Getting around: ALSA buses, Málaga vs Granada airport & driving
Which airport to fly into, how to reach the coast, what the ALSA buses cover, and why almost everyone who lives here ends up driving.
The short version
- Fly into Málaga for choice and international routes; Granada is smaller but handy for domestic flights and closer to the eastern coast.
- ALSA buses link the coastal towns with each other, Granada, Málaga and Almería — fine for town-to-town, limited for the villages.
- There is no train to the Costa Tropical.
- If you're settling here, you'll almost certainly want a car.
Airports: Málaga vs Granada
Málaga (AGP)
The region's main international gateway, roughly 85–100 km west of Almuñécar — about 1 to 1¼ hours by the A-7 motorway. Far more flights, the widest choice of car hire, and year-round international connections. For most arrivals, this is the airport.
Granada (GRX — Federico García Lorca)
Smaller and inland, around 60–70 km from the coast (about an hour). Fewer routes — mainly Madrid, Barcelona and some seasonal flights — but quick and quiet, and closer if you're heading to the eastern towns or up into the Alpujarra.
Getting from the airport to the coast
- From Málaga: the easiest is to drive or hire a car and take the A-7 east. ALSA also runs coaches from Málaga (airport and city) towards Nerja, Almuñécar and Motril.
- From Granada: the airport has a shuttle into Granada city and its bus station, where ALSA coaches continue down to the coast via the A-44.

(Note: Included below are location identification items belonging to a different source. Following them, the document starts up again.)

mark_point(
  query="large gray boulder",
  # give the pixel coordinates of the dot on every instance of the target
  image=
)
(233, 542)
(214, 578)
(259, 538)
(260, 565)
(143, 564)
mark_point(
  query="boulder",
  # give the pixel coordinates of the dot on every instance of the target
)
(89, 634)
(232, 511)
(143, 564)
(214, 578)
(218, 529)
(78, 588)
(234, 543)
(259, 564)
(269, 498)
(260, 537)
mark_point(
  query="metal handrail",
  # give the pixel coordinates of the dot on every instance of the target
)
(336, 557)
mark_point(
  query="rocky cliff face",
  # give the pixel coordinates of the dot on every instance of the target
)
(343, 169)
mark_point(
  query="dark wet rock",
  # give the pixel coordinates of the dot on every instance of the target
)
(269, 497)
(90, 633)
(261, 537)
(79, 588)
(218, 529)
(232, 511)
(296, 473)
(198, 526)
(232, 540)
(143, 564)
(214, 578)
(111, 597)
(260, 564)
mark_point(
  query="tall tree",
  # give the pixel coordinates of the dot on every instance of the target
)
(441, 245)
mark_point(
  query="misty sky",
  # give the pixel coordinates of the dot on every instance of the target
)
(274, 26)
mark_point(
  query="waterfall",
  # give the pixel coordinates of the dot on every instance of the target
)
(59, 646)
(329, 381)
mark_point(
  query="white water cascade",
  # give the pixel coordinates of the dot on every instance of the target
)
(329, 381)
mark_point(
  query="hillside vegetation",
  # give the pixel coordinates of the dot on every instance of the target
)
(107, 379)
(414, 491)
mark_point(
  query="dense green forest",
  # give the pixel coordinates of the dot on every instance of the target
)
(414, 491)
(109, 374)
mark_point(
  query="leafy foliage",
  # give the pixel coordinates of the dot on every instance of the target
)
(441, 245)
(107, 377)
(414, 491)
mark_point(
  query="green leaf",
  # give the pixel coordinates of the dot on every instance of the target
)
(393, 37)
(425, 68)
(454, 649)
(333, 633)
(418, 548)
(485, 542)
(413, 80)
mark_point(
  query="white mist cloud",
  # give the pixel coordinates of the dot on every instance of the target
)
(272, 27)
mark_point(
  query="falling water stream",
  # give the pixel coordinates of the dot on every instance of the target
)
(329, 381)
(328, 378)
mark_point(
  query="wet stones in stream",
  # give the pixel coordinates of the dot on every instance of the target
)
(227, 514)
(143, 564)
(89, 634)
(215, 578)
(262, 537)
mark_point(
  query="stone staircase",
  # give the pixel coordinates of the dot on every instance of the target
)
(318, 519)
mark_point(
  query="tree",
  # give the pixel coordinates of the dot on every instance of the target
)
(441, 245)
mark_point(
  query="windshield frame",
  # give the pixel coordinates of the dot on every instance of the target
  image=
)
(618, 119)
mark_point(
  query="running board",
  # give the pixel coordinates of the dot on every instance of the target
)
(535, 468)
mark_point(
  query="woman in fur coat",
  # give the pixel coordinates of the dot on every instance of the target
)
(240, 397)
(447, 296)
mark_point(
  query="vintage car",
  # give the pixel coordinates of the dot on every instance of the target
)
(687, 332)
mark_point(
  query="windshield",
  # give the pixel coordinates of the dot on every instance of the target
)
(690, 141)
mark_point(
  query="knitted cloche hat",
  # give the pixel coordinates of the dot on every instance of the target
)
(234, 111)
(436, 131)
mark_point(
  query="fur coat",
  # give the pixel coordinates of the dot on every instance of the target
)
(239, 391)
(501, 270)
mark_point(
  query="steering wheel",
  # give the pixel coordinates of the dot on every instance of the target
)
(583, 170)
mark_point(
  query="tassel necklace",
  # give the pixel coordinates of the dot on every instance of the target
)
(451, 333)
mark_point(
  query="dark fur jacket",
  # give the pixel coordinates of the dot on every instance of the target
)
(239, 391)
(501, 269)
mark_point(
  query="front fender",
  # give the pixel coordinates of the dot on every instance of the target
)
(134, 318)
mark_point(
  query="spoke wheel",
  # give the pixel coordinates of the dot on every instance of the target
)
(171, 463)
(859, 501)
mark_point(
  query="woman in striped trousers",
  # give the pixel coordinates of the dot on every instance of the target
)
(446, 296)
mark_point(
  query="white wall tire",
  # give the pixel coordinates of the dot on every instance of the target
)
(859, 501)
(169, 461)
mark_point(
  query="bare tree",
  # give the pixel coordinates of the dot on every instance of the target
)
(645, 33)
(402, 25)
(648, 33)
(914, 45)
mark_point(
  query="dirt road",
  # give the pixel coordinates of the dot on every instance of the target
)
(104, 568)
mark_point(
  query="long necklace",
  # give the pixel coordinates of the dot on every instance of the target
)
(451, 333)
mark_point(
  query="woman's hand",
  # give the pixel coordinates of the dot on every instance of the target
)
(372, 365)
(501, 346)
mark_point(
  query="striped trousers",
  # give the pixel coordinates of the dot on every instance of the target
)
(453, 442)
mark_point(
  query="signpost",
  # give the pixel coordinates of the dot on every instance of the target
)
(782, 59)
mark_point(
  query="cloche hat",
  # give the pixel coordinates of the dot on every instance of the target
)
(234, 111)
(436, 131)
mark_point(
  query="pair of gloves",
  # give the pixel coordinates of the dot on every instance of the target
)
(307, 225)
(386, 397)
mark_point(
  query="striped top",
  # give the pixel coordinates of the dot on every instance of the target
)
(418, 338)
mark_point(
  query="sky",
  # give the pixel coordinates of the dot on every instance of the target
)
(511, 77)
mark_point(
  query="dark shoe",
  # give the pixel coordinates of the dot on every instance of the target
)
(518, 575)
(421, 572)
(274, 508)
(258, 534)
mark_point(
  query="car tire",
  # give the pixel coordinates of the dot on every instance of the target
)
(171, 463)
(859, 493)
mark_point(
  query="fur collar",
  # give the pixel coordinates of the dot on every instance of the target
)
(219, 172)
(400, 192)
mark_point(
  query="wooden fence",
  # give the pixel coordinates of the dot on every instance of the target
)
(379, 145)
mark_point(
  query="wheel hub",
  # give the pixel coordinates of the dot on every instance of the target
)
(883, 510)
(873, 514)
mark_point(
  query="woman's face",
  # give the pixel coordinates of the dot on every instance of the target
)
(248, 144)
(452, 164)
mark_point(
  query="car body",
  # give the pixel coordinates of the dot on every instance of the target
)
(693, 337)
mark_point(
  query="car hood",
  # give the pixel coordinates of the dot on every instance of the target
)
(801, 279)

- Private transfers and taxis are widely available and worth it with luggage or a group.
ALSA and intercity buses
ALSA is the main intercity operator:
- Coastal run linking Nerja – La Herradura – Almuñécar – Salobreña – Motril and on towards Almería.
- Regular services coast ↔ Granada (roughly 1¼–1½ hours) and coast ↔ Málaga (about 1½–2 hours).
- Motril has the main bus station for the comarca; Almuñécar has its own station too.
- Buy tickets on the ALSA app or website, or at the station. Services run more often in summer.
Driving the coast
- The A-7 (Autovía del Mediterráneo) is the toll-free motorway spine running along the coast — your main east–west route.
- The A-44 motorway climbs inland from Motril up to Granada.
- The old N-340 coast road is fine for short local hops between towns.
- Roads to the inland villages (the Alpujarra, the Lecrín valley) are scenic but winding and mountainous — allow extra time.
- Parking in the old town centres gets tight in high summer; use the edge-of-town car parks.
Local buses & taxis
- Short local lines connect neighbouring towns — La Herradura–Almuñécar, for example — but frequencies drop in winter.
- Taxis are available in every town; ride-hailing apps barely operate outside the big cities, so don't count on Uber or Cabify here.
No trains — what to know
There's no railway along the Costa Tropical — a common surprise. The nearest stations are in Granada, Málaga and Antequera; Antequera has the AVE high-speed line to Madrid (and connections beyond). For anywhere else, it's bus or car.
A few tips
- Hire a car at the airport for your first visits — it transforms what you can see and where you can consider living.
- Download the ALSA app for timetables and tickets, and check summer vs winter schedules.
- If you'll drive long-term, look into swapping to a Spanish licence once resident (rules differ by nationality).
- Coming from Granada in winter, watch the weather — the inland route crosses higher ground.